The QSM allows transparent communication about sequence quality

The QSM provides transparency. It lets everyone know what has been tested, to what quality.

One of the most valuable uses of the QSM is that we can use it to communicate about the quality of individual tests, on the actual report.  For most genetic testing it is currently almost impossible to find how complete an individual test is. Using the QSM has allowed us to change this. In a simple, transparent, yet still comprehensive shorthand.

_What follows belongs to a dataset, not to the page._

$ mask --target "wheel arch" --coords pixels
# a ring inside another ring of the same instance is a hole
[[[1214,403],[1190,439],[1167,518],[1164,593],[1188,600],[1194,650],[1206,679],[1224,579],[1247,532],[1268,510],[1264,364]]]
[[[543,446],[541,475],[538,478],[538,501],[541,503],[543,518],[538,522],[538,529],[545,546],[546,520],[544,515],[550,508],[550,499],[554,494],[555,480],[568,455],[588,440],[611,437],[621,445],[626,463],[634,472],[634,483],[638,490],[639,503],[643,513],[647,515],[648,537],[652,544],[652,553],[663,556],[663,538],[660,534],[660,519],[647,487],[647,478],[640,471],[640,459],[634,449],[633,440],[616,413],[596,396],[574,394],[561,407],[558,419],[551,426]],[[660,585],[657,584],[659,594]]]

With the QSM we can now put ‘This test met QSM as C50_B10(85)_M20(95)’ for a test that fully passed. Or we can put ‘This test met QSM C50_B10(85)_M20(95) {except PMS2 exons 12-15}’ if part of the test did not pass. PMS2 is a gene with some sequence that maps to more than one place in the genome, which makes it hard to test by NGS. If the report receiver thinks a PMS2 mutation might have caused their patients problems we can test the tricky bit of the gene with another method. But for most of our tests PMS2 is not relevant to the person’s condition, so they don’t need this additional testing.

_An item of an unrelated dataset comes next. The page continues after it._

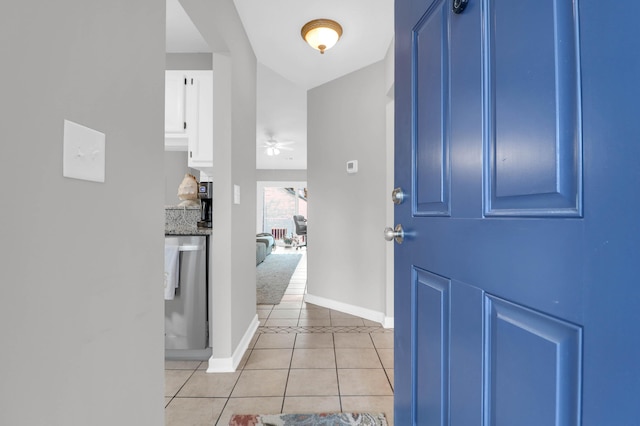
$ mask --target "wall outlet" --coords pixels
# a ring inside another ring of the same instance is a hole
[[[347,173],[357,173],[357,172],[358,172],[358,160],[347,161]]]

Most importantly, the QSM provides transparency. It lets everyone know what has been tested, to what quality. People can then make appropriately informed decisions about the genetic test results.

 

Adoption of QSM will foster standardisation of sequence quality

We hope, and believe, that widespread adoption of the QSM will foster transparent communications about sequence quality. Labs will also be able to use the QSM to demonstrate their performance and adherence to quality standards. Over time, this will develop into guidance and guidelines about acceptable QSM’s for genetic testing. This should deliver much needed practical solutions to ensuring and demonstrating that all genetic testing meets required standards.